How To: Parse Resiliently

Warning

This feature is experimental. The syntax and behavior described here may change, and some capabilities are incomplete.

Tools that parse code as it is typed — editors, IDEs, linters — must cope with input that is constantly incomplete or wrong, and still produce something useful. This guide shows how to use CongoCC’s fault-tolerant parsing for that; the reference is Fault-Tolerant Parsing.

Turn it on

Set FAULT_TOLERANT in the grammar. This generates the recovery machinery and makes the recovery markers active (without it, they are ignored). A generated parser can also be switched between strict and tolerant at run time with setParserTolerant(boolean) — strict for a final, authoritative parse; tolerant for the live, in-progress one.

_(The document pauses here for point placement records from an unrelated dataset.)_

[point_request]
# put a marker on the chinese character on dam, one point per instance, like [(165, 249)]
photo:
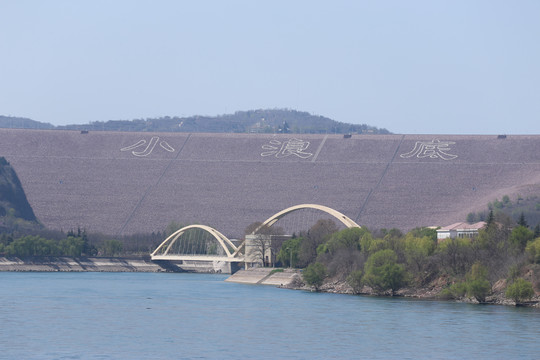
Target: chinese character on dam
[(431, 149), (145, 151), (281, 149)]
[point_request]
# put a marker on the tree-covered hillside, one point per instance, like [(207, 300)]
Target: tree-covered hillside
[(15, 211), (253, 121)]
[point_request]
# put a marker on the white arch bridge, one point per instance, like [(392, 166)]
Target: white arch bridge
[(201, 244)]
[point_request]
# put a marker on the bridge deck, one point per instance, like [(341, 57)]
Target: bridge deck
[(198, 258)]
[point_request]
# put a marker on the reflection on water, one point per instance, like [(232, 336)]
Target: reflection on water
[(193, 316)]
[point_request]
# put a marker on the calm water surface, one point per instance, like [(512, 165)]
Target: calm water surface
[(193, 316)]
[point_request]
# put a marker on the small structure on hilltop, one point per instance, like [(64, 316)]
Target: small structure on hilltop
[(460, 230)]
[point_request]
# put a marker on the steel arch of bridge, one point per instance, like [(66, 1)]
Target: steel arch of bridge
[(222, 240), (348, 222)]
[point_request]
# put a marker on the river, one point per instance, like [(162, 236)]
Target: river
[(198, 316)]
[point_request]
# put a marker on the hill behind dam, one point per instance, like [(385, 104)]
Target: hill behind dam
[(127, 182)]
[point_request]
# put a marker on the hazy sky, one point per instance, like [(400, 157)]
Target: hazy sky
[(443, 67)]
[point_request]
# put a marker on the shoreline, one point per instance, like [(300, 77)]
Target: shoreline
[(82, 264), (286, 279)]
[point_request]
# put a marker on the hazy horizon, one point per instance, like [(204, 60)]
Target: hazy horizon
[(409, 67)]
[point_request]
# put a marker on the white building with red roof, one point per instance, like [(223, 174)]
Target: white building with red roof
[(460, 230)]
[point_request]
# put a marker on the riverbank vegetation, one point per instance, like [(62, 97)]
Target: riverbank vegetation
[(503, 260)]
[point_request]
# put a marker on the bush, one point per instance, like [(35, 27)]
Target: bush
[(477, 284), (355, 280), (382, 272), (314, 275), (533, 250), (520, 290)]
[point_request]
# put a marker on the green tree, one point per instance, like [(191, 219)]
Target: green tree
[(72, 246), (477, 284), (417, 251), (519, 237), (382, 272), (519, 291), (314, 275), (533, 251), (522, 221), (288, 254), (355, 280), (345, 239), (111, 247)]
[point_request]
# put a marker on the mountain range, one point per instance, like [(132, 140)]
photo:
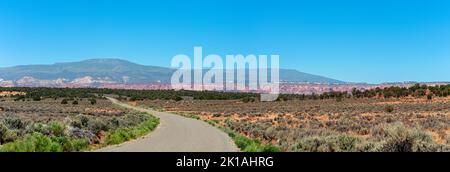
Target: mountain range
[(95, 72)]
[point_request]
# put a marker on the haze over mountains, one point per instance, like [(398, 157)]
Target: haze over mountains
[(96, 72)]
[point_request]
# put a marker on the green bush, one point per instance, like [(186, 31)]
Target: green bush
[(389, 109), (35, 142), (13, 123), (399, 138), (252, 145), (3, 130), (56, 128), (97, 125), (124, 134), (331, 143)]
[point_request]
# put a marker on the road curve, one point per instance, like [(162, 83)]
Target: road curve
[(176, 134)]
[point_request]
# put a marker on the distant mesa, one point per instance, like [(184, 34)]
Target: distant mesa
[(97, 72)]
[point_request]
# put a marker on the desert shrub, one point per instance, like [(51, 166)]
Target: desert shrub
[(13, 123), (93, 101), (430, 96), (56, 128), (315, 144), (97, 125), (35, 142), (399, 138), (37, 128), (3, 130), (71, 145), (331, 143), (36, 98), (248, 99), (121, 135), (389, 109), (10, 136), (178, 98)]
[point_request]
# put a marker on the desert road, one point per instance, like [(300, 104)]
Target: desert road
[(176, 134)]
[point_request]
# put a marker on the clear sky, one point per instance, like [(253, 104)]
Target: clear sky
[(352, 40)]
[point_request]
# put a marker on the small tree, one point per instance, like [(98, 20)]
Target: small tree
[(389, 109), (430, 96), (93, 101)]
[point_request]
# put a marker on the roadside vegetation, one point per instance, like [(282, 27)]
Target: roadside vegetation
[(388, 119), (80, 133), (242, 142)]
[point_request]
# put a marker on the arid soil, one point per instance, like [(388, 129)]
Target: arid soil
[(287, 123)]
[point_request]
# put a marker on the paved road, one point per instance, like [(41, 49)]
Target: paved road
[(176, 134)]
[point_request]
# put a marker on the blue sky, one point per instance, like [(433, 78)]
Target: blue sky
[(352, 40)]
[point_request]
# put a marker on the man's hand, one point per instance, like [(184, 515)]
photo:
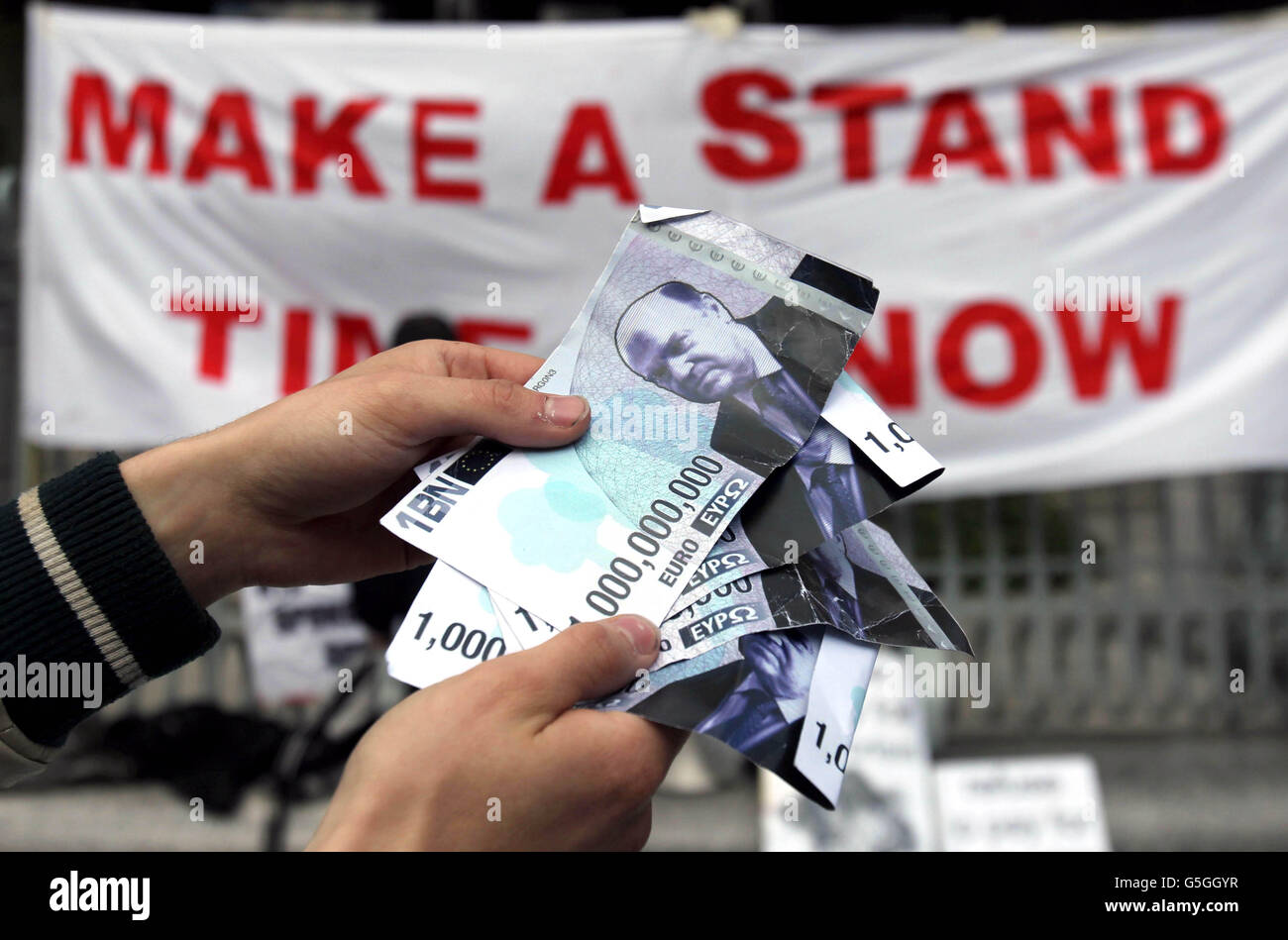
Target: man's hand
[(498, 759), (292, 493)]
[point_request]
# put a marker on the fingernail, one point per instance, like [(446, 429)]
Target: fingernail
[(642, 634), (565, 411)]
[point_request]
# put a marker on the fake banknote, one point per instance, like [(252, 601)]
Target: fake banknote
[(730, 342)]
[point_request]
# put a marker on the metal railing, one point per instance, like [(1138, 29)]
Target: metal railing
[(1133, 608)]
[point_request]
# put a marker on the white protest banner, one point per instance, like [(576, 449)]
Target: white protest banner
[(1077, 236)]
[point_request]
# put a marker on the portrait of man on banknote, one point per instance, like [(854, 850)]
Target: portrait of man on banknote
[(687, 342)]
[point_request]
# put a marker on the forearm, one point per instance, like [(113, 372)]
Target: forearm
[(86, 586)]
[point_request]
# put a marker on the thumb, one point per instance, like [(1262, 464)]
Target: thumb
[(494, 408), (588, 661)]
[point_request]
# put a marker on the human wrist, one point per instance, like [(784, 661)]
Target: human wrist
[(188, 509)]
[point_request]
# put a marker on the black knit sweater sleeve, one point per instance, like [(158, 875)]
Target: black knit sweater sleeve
[(89, 608)]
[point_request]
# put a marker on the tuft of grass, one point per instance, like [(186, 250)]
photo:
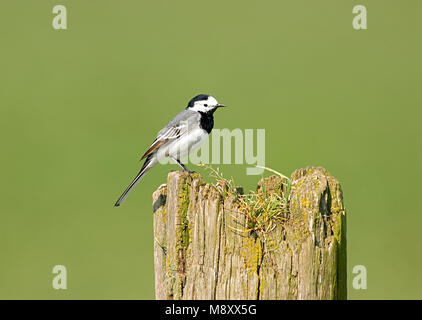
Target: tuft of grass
[(263, 210)]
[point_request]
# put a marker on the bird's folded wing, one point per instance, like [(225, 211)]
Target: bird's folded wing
[(165, 135)]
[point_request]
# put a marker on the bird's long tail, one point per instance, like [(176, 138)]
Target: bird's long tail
[(148, 164)]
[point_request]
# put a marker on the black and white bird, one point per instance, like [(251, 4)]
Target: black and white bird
[(179, 137)]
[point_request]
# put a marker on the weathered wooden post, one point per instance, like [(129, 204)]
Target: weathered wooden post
[(204, 247)]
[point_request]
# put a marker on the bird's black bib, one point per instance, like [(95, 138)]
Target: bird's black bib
[(207, 121)]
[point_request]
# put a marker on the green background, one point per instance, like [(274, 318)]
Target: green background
[(80, 106)]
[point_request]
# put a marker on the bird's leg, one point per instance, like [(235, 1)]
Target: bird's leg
[(181, 165)]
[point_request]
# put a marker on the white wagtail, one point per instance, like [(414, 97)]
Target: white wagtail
[(179, 137)]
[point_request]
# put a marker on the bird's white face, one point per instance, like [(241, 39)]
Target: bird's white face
[(206, 105)]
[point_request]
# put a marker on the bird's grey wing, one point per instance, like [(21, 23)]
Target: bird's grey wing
[(180, 125)]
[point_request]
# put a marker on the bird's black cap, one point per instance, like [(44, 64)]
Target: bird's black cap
[(199, 97)]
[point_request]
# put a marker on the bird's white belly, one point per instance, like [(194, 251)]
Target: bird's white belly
[(186, 144)]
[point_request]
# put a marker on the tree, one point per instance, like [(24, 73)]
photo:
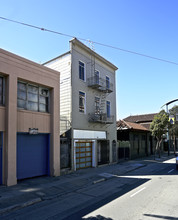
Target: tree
[(174, 127), (158, 128)]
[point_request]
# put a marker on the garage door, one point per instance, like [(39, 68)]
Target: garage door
[(1, 157), (83, 154), (32, 155)]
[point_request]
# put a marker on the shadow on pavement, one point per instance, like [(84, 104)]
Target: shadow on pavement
[(161, 216), (83, 212), (98, 217)]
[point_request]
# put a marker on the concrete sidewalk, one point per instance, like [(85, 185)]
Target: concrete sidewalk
[(36, 190)]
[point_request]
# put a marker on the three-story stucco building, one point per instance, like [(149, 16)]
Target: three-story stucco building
[(87, 107)]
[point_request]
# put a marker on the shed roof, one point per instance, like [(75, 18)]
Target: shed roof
[(123, 125), (140, 118)]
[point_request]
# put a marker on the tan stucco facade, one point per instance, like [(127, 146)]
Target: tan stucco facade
[(13, 120)]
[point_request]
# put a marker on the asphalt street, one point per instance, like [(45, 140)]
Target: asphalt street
[(146, 192)]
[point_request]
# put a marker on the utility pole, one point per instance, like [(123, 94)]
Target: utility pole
[(168, 103)]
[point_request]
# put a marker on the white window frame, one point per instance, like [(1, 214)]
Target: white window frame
[(26, 100), (84, 112), (107, 101), (109, 82), (3, 91), (99, 105), (83, 80), (98, 75)]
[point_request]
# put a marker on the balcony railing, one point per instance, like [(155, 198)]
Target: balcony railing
[(100, 118), (100, 84)]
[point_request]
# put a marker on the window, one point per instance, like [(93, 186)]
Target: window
[(97, 105), (96, 76), (2, 92), (81, 71), (108, 109), (33, 98), (107, 82), (81, 102)]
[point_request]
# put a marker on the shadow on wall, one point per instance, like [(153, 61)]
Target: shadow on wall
[(98, 217)]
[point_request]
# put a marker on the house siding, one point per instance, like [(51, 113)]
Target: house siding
[(63, 65)]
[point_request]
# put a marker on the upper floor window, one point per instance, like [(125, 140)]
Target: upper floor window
[(2, 91), (96, 76), (97, 105), (81, 102), (108, 109), (32, 97), (107, 82), (81, 71)]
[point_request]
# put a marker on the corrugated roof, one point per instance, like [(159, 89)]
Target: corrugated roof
[(122, 125), (140, 118)]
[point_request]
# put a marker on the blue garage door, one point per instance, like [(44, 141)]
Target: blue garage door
[(1, 157), (32, 155)]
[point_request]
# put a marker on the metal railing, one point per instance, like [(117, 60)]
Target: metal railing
[(101, 118)]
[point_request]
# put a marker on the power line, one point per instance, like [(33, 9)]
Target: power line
[(94, 42)]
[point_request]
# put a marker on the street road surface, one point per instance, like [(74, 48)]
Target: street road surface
[(150, 192)]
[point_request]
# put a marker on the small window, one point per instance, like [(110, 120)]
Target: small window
[(107, 82), (2, 92), (96, 76), (81, 102), (33, 98), (81, 71), (97, 105), (108, 109)]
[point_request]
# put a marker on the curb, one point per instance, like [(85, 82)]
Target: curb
[(20, 205)]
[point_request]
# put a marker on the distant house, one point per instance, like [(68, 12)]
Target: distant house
[(134, 136)]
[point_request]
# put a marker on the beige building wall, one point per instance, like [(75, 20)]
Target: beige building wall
[(13, 120), (105, 68), (70, 85)]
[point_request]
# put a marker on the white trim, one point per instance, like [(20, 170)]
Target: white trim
[(89, 134), (109, 107), (84, 71), (93, 152), (109, 81), (84, 102)]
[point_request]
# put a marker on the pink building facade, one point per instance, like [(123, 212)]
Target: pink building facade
[(29, 119)]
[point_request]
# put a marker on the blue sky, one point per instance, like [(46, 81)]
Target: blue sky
[(143, 26)]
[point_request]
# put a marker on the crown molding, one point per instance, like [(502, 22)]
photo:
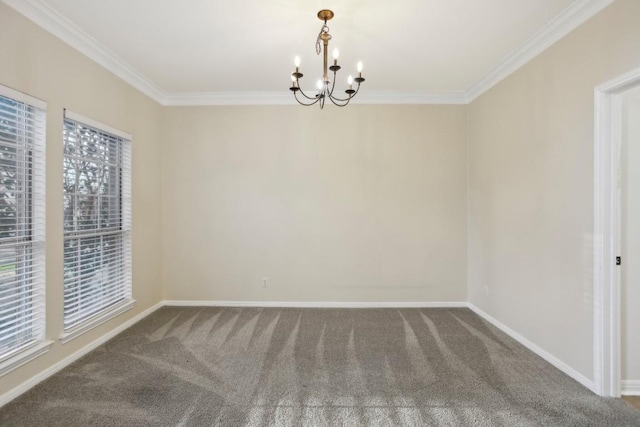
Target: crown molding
[(285, 98), (46, 17), (68, 32), (572, 17)]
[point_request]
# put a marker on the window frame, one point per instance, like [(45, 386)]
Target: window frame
[(105, 313), (32, 173)]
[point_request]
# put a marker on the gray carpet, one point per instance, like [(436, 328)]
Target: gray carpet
[(313, 367)]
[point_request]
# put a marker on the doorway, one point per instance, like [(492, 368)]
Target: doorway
[(630, 242), (607, 273)]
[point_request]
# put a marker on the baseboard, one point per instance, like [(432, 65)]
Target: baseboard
[(537, 350), (630, 387), (33, 381), (315, 304)]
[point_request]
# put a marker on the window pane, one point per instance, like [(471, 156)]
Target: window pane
[(95, 276)]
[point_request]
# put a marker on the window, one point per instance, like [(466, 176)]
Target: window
[(97, 223), (22, 309)]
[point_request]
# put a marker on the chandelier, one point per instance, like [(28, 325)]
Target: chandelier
[(325, 86)]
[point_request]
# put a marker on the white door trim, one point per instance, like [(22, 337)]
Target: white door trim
[(606, 280)]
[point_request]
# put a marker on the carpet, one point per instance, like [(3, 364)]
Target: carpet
[(313, 367)]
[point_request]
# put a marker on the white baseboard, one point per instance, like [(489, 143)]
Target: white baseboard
[(33, 381), (630, 387), (537, 350), (315, 304)]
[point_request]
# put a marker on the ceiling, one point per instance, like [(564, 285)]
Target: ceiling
[(209, 51)]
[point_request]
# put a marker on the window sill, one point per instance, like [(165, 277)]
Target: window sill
[(96, 320), (24, 355)]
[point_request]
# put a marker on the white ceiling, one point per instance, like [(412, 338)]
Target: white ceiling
[(197, 51)]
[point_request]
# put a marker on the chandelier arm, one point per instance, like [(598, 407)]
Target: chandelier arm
[(333, 84), (295, 95), (311, 98), (337, 104), (348, 99)]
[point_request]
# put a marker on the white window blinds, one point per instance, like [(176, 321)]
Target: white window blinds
[(97, 221), (22, 219)]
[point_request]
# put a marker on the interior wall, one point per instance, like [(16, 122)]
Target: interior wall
[(531, 141), (630, 238), (37, 63), (366, 203)]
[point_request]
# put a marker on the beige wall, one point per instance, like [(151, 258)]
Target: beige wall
[(35, 62), (630, 239), (531, 186), (366, 203)]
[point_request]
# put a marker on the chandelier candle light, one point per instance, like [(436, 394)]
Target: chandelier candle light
[(325, 87)]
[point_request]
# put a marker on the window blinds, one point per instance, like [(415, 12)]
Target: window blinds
[(97, 221), (22, 219)]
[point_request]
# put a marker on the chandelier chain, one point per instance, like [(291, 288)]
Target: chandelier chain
[(323, 30)]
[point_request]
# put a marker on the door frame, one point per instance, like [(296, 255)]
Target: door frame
[(606, 236)]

Mark the points where recovery makes sense

Put a ! on the tokens whose absence should not derail the parse — typically closing delimiters and statement terminators. A grammar that tolerates a missing closing parenthesis:

FAULT_TOLERANT;
Root : <LP> <ID> <RP>! <EOF> ;

Parsing the incomplete input ( a still yields a tree; the missing ) becomes an incomplete node rather than a thrown exception:

<Root (1, 1)-(1, 3)>
  LP: (1, 1) - (1, 1): (
  ID: (1, 3) - (1, 3): a
  RP: (1, 1) - (1, 1):  (incomplete)
  Token: (1, 1) - (1, 1): EOF

For larger recovery scopes, wrap a construct in ATTEMPT RECOVER or give a production a RECOVER_TO target so the parser resynchronizes at the next statement or declaration boundary.

Consume the result defensively

Code that walks a fault-tolerantly parsed tree must expect nodes flagged as incomplete and handle them gracefully — skipping them, or offering completions where they sit. The errors the parser recovered from are collected and available rather than thrown, so a tool can surface several problems at once instead of stopping at the first.

A good way to learn the feature is to generate one of the bundled grammars (they already carry ! markers) with -p FT or a FAULT_TOLERANT setting and feed it deliberately broken input.